Shema thinks that the class of 2015 and beyond have really benefited from what his class went through in the program's first year. The course has adapted better to the students, and the communication flow is much better now than before.

Life after CMU: “People think ‘I have technical skills, let me just make a product’. This doesn’t work.”

Shema has been busy since his graduation one year ago, taking on a Teaching Assistant role in CMU and being involved with two startups. As a TA he assisted Prof. Aminata Garba in a wireless networks class and advised students on how to publish, and worked with Prof. Patrick McSharry on mobile data. His startup involvements are quite diverse: TEGA (bus tickets on mobile phones), Village Mobile moVie (solar powered mobile movie theatre for rural areas).

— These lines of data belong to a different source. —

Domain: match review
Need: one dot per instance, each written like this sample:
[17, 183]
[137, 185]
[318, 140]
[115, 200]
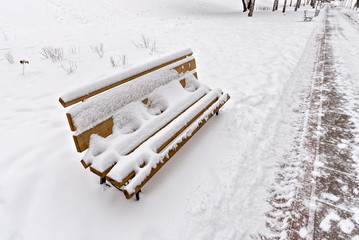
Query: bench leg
[138, 195]
[102, 180]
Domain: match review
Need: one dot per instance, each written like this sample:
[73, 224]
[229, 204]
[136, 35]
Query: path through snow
[317, 189]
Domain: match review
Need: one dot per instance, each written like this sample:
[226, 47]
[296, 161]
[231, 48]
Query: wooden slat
[172, 152]
[103, 129]
[71, 122]
[188, 66]
[164, 145]
[85, 164]
[91, 94]
[104, 173]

“People think ‘I have technical skills, let me just make a product.' This doesn’t work. You need business savvy.  VMV is succeeding because we have a strong sales person on board.”

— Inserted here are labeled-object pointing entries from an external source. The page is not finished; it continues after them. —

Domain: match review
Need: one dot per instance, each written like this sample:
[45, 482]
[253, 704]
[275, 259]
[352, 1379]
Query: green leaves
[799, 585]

Shema leaves CMU-R and Rwanda in August to join the Information School (iSchool) doctoral program in Syrcause University in New York. His research focus will be on data analytics in developing countries. The professor who assisted him to get admitted was a CMU postdoc “I think she was happy to have another CMU-er on board. There is a large faculty on data analytics which gives a good choice of supervisor so it’s a good place for me.” 

So how does he feel to finally be living abroad?

“I know what to expect after 2 years in the US system so I feel good. This time I’m going there for the long run. I’m going to be invested unlike the Pittburgh semester. Having lived in 8 different African cities already, this is the first time in my life I know where I ‘m going to be for the next 5 years!”

Good luck to Shema for his PhD studies. We are sure he will do us proud. Given that he has been with us from the very start, his presence will be missed.